Morrow noted that even when surveying “a group of Christians, who they knew everybody in the room were Christians — this focus group — they almost relativized statements as soon as it came out of their mouth. It’s like, ‘But that’s just, you know, my opinion. That’s just what I believe.’”

“I think there’s this lack of confidence. They don’t want to offend, and, in just general confusion, assume a category’s a moral and spiritual truth,” continued Morrow.

He noted this when trying to create a “baseline” for a Barna study, assuming that the moral conclusion of “lying is morally wrong” would be a good question.

“Only 34 percent of Gen Z could agree with that statement. That wasn’t even a hard one; that was a soft — before we got to pornography or homosexual behavior or whatever it might be; that was more complex,” Morrow noted.

He also talked about what he considered the three kinds of students who leave the church. The first kind he labeled “Christian relativists.” These were youths who believed that “Christianity is true for me” only to leave home and have the relativism change their default religious setting.

The second kind described by Morrow were young people who had doubts or disagreements with the faith, but were raised in an environment where they cannot talk about them with family or their church, thus allowing the doubts to grow.

And the third kind were those who find it “exhausting” and decide to “disengage” increasingly with their beliefs due to acceptance of critical views.
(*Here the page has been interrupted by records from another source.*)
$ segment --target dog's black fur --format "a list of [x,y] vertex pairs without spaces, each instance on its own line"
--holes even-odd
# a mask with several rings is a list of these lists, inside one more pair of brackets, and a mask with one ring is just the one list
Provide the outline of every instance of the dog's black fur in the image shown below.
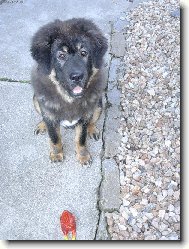
[[102,108],[101,68],[106,51],[107,40],[100,29],[83,18],[55,20],[34,35],[34,105],[43,117],[36,133],[48,131],[51,161],[63,159],[61,121],[76,128],[78,160],[82,164],[90,161],[86,135],[98,138],[95,123]]

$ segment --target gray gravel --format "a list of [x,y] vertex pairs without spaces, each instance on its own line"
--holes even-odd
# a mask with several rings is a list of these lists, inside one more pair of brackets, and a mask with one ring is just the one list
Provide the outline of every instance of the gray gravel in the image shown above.
[[[179,1],[142,3],[125,15],[122,204],[107,212],[112,240],[180,239]],[[174,13],[174,14],[173,14]]]

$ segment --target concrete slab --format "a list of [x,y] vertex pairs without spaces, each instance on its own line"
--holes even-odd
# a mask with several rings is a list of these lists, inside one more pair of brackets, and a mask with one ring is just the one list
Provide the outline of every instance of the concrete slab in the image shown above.
[[48,136],[33,134],[40,118],[31,86],[1,82],[0,106],[0,239],[62,240],[59,217],[68,209],[77,218],[77,239],[93,240],[101,140],[89,140],[93,163],[82,168],[75,159],[74,132],[63,129],[65,160],[52,164]]
[[123,33],[117,32],[112,34],[111,54],[115,57],[122,57],[125,55],[125,36]]
[[31,37],[37,29],[54,19],[90,18],[108,36],[110,22],[133,4],[125,0],[5,1],[0,5],[0,78],[29,80],[32,67]]
[[121,135],[118,132],[120,127],[120,91],[118,81],[123,77],[125,69],[120,58],[112,58],[109,66],[107,100],[109,108],[106,111],[104,129],[105,151],[104,158],[113,158],[118,153]]
[[102,162],[103,181],[100,191],[100,210],[112,212],[121,205],[119,169],[113,159]]

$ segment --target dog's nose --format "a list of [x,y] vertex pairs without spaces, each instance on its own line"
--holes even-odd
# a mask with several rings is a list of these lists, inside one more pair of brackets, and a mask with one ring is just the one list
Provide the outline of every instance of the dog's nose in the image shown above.
[[70,79],[71,79],[71,81],[78,82],[78,81],[81,81],[83,79],[83,76],[84,75],[81,72],[74,72],[74,73],[70,74]]

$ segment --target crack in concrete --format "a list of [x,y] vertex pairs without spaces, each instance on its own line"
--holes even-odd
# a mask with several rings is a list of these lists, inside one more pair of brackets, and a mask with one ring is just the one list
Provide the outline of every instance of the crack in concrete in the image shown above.
[[[110,50],[109,50],[109,54],[111,51],[111,40],[112,40],[112,33],[113,33],[113,23],[110,23]],[[110,54],[111,55],[111,54]],[[98,190],[97,190],[97,204],[96,204],[96,209],[98,210],[99,214],[98,214],[98,221],[97,221],[97,225],[96,225],[96,231],[95,231],[95,236],[94,236],[94,240],[97,240],[97,234],[98,234],[98,228],[99,228],[99,224],[100,224],[100,218],[101,218],[101,214],[102,214],[102,210],[100,208],[100,191],[101,191],[101,186],[102,186],[102,182],[104,180],[104,174],[102,171],[102,164],[103,164],[103,160],[104,160],[104,155],[105,155],[105,131],[106,131],[106,120],[107,120],[107,113],[108,113],[108,108],[110,108],[111,103],[108,101],[108,95],[107,95],[107,91],[108,91],[108,83],[109,83],[109,74],[110,74],[110,66],[112,63],[112,55],[110,57],[110,63],[108,66],[108,75],[107,75],[107,81],[106,81],[106,88],[105,88],[105,108],[104,108],[104,121],[103,121],[103,128],[102,128],[102,148],[101,148],[101,180],[98,186]],[[106,231],[108,234],[108,237],[110,238],[110,234],[108,232],[108,224],[106,222]]]
[[97,225],[96,225],[96,232],[95,232],[95,237],[94,237],[94,240],[96,240],[97,238],[97,233],[98,233],[98,227],[99,227],[99,223],[100,223],[100,216],[101,216],[101,209],[100,209],[100,189],[101,189],[101,185],[102,185],[102,182],[104,180],[104,175],[103,175],[103,171],[102,171],[102,162],[103,162],[103,159],[104,159],[104,154],[105,154],[105,129],[106,129],[106,119],[107,119],[107,103],[108,103],[108,96],[107,96],[107,93],[106,91],[108,90],[108,79],[109,79],[109,70],[110,70],[110,66],[108,68],[108,77],[107,77],[107,86],[106,86],[106,89],[105,89],[105,108],[104,108],[104,122],[103,122],[103,128],[102,128],[102,148],[101,148],[101,180],[100,180],[100,183],[99,183],[99,186],[98,186],[98,190],[97,190],[97,197],[98,197],[98,200],[97,200],[97,205],[96,205],[96,208],[99,212],[98,214],[98,221],[97,221]]
[[17,83],[30,83],[30,80],[15,80],[15,79],[11,79],[11,78],[0,78],[0,81],[17,82]]

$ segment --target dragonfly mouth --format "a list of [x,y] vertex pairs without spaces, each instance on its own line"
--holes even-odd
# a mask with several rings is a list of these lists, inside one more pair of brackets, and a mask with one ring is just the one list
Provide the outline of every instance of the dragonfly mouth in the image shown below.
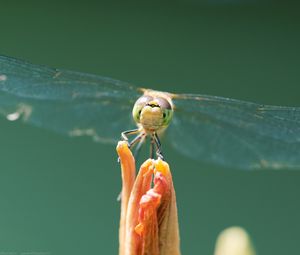
[[153,103],[153,102],[148,103],[147,106],[150,106],[150,107],[152,107],[152,108],[154,108],[154,107],[160,108],[160,106],[159,106],[157,103]]

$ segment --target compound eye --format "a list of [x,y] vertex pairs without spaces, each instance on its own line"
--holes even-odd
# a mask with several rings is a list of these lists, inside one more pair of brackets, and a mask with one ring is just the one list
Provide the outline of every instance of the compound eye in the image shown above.
[[135,104],[145,106],[146,104],[148,104],[152,100],[153,100],[152,96],[144,95],[144,96],[141,96],[138,100],[136,100]]
[[158,97],[155,99],[162,110],[172,110],[172,106],[169,101],[163,97]]
[[160,109],[163,113],[163,125],[168,126],[173,116],[173,109],[170,102],[162,97],[158,97],[155,101],[159,104]]
[[171,122],[171,119],[173,117],[173,110],[169,109],[162,109],[163,111],[163,125],[168,126]]
[[141,96],[134,104],[132,109],[132,116],[133,119],[139,123],[140,122],[140,115],[142,112],[142,109],[147,105],[149,102],[153,100],[153,97],[151,96]]

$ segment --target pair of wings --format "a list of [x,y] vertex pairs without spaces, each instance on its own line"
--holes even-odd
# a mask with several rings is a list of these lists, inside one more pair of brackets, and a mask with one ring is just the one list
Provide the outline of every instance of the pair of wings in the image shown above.
[[[142,90],[97,75],[0,56],[0,114],[71,136],[115,143],[132,129]],[[300,108],[172,94],[169,142],[187,156],[240,169],[300,169]]]

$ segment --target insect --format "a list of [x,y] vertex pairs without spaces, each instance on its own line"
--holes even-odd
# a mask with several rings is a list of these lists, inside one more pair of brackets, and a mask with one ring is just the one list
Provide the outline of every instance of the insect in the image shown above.
[[0,56],[0,114],[102,143],[115,143],[120,133],[125,140],[135,134],[129,144],[138,148],[148,136],[158,157],[165,133],[175,149],[202,161],[239,169],[300,169],[298,107],[159,92]]
[[166,92],[143,89],[144,94],[135,102],[132,117],[138,128],[122,132],[122,138],[128,141],[128,135],[138,134],[129,147],[138,143],[136,152],[147,136],[151,137],[150,157],[154,157],[156,147],[157,157],[163,159],[159,134],[164,132],[172,120],[173,103],[171,94]]

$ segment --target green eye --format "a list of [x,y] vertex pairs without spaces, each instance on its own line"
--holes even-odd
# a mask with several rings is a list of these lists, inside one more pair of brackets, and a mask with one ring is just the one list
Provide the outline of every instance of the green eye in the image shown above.
[[153,97],[143,95],[135,102],[133,109],[132,109],[132,117],[135,120],[135,122],[137,122],[137,123],[140,122],[140,115],[141,115],[142,109],[151,100],[153,100]]
[[143,105],[135,104],[132,109],[132,117],[136,122],[140,122],[140,115],[143,109]]
[[172,109],[164,109],[163,110],[163,125],[168,126],[171,122],[173,116],[173,110]]

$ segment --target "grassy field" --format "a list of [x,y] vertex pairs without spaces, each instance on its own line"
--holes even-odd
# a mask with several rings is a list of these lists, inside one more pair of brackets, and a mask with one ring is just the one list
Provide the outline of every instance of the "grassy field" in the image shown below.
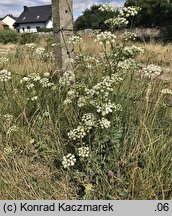
[[0,45],[1,199],[172,199],[172,45],[99,42],[60,80],[45,41]]

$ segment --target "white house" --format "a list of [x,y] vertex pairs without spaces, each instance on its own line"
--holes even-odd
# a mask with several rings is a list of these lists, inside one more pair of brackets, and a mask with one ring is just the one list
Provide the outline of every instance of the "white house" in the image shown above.
[[24,6],[22,14],[14,23],[14,28],[19,33],[38,32],[40,28],[51,29],[52,27],[51,5],[36,7]]
[[13,17],[11,14],[9,14],[9,15],[6,15],[1,21],[5,23],[6,25],[8,25],[10,29],[14,29],[13,25],[16,19],[17,19],[16,17]]

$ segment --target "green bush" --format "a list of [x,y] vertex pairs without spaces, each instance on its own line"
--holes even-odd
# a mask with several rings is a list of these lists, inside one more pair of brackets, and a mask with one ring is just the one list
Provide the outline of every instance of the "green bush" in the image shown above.
[[7,43],[17,43],[18,41],[18,34],[11,29],[5,29],[0,32],[0,43],[7,44]]
[[38,29],[38,32],[52,32],[52,31],[53,31],[52,28],[50,28],[50,29],[48,29],[48,28],[40,28],[40,29]]
[[35,43],[37,41],[37,36],[32,33],[23,33],[19,36],[19,44]]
“Technology is huge with this generation on multiple levels because they’re constantly getting narrated to about reality in a way that if they don’t have a counter voice to that, then they’re going to go, ‘Well, that seems reasonable to me. That seems plausible.’ And/or, ‘Christianity’s not good, and it’s not true,’” he added.

In January, LifeWay Research released a report which found that two-thirds of American teenagers who regularly attend worship at a Protestant church for at least one year quit going for at least one year when they reach adulthood.

Major reasons the respondents gave included “moving to college” (34 percent), “church members seeming judgmental or hypocritical” (32 percent), “no longer feeling connected to people in their church” (29 percent), disagreement with the “church’s stance on political or social issues” (25 percent) and employment obligations (24 percent).

The LifeWay report from January derived its findings from a survey done last year of 2,002 respondents who attended Protestant congregations, with a sampling error of plus or minus 2.4 percentage points.